A vítima servia à mesma família desde os sete anos de idade, sem receber salário mensal. De acordo com a AFT, a empregadora declarou que a menina foi entregue pela própria mãe. A identidade dos empregadores não foi divulgada, mas eles assinaram um Termo de Ajuste de Conduta (TAC) com o Ministério Público do Trabalho (MPT).

Entre as obrigações assumidas estão a regularização dos recolhimentos previdenciários do período reconhecido, o pagamento de R$ 50 mil em verbas rescisórias e a aquisição de um imóvel residencial para a trabalhadora. Além disso, os empregadores devem iniciar imediatamente o pagamento de salário e indenização.

A AFT esclareceu que a permanência temporária na residência não descaracteriza a situação de exploração constatada na fiscalização. “A prioridade é preservar a integridade física, emocional e a autonomia da vítima”, afirmou o órgão em nota.

Os auditores concluíram que a mulher passou mais de 50 anos submetida a uma relação de trabalho sem remuneração, dependência econômica, privação de oportunidades educacionais e permanência contínua no mesmo núcleo familiar desde a infância. A fiscalização classificou a situação como “grave violação à dignidade humana”.
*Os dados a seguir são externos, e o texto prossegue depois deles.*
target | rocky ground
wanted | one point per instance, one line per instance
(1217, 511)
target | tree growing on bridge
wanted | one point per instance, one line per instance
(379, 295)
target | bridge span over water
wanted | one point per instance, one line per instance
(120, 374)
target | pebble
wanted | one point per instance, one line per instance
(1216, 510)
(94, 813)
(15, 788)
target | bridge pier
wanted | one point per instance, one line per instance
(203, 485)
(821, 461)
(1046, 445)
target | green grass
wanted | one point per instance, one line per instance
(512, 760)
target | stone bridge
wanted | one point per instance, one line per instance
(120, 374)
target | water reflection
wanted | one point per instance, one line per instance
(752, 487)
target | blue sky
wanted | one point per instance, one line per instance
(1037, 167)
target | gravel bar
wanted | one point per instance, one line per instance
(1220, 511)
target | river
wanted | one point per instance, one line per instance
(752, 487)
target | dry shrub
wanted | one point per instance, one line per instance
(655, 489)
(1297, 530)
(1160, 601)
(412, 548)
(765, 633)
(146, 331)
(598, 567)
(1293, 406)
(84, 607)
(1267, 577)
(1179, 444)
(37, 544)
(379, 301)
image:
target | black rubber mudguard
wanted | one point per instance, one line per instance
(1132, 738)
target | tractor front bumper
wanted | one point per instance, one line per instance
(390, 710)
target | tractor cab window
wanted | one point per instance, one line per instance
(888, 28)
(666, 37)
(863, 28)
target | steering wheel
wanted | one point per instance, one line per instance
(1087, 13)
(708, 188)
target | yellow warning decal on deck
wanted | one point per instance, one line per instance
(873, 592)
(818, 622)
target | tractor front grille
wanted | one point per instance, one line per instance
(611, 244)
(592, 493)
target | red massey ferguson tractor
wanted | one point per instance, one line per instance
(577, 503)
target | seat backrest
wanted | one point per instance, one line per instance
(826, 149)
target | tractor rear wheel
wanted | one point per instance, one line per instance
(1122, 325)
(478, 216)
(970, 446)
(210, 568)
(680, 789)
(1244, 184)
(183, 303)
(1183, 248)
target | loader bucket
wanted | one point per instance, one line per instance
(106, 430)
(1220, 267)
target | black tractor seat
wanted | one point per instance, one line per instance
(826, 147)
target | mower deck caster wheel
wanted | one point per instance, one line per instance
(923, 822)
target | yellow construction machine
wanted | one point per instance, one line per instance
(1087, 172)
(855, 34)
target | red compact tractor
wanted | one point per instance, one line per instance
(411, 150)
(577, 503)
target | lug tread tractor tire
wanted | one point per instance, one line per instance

Segundo a AFT, a trabalhadora não tinha vida pessoal: não saía sozinha de casa, não sabe ler nem escrever, não possui conta bancária e passava a maior parte do dia dedicada aos afazeres domésticos. A auditora-fiscal Maria Neuzeli Arantes, que participou do resgate, afirmou que a doméstica nunca namorou e não tem amizades no condomínio.

“Ela não sabe se locomover na cidade, tem medo da violência lá fora. Ela se sentia ‘paga’ pelos trabalhos porque recebia roupa, comida e moradia”, disse Neuzeli. A AFT informou que a mulher receberá escolarização e apoio psicossocial para se adaptar ao “mundo externo”, e a previsão é que seja retirada da casa ainda este ano.

O caso foi descoberto após denúncia anônima ao Disque 100, canal do Governo Federal para violações de direitos humanos. A AFT e o Centro de Referência em Direitos Humanos da Secretaria dos Direitos Humanos do Ceará (CRDH/Sedih) continuam acompanhando a trabalhadora na construção de alternativas para sua autonomia.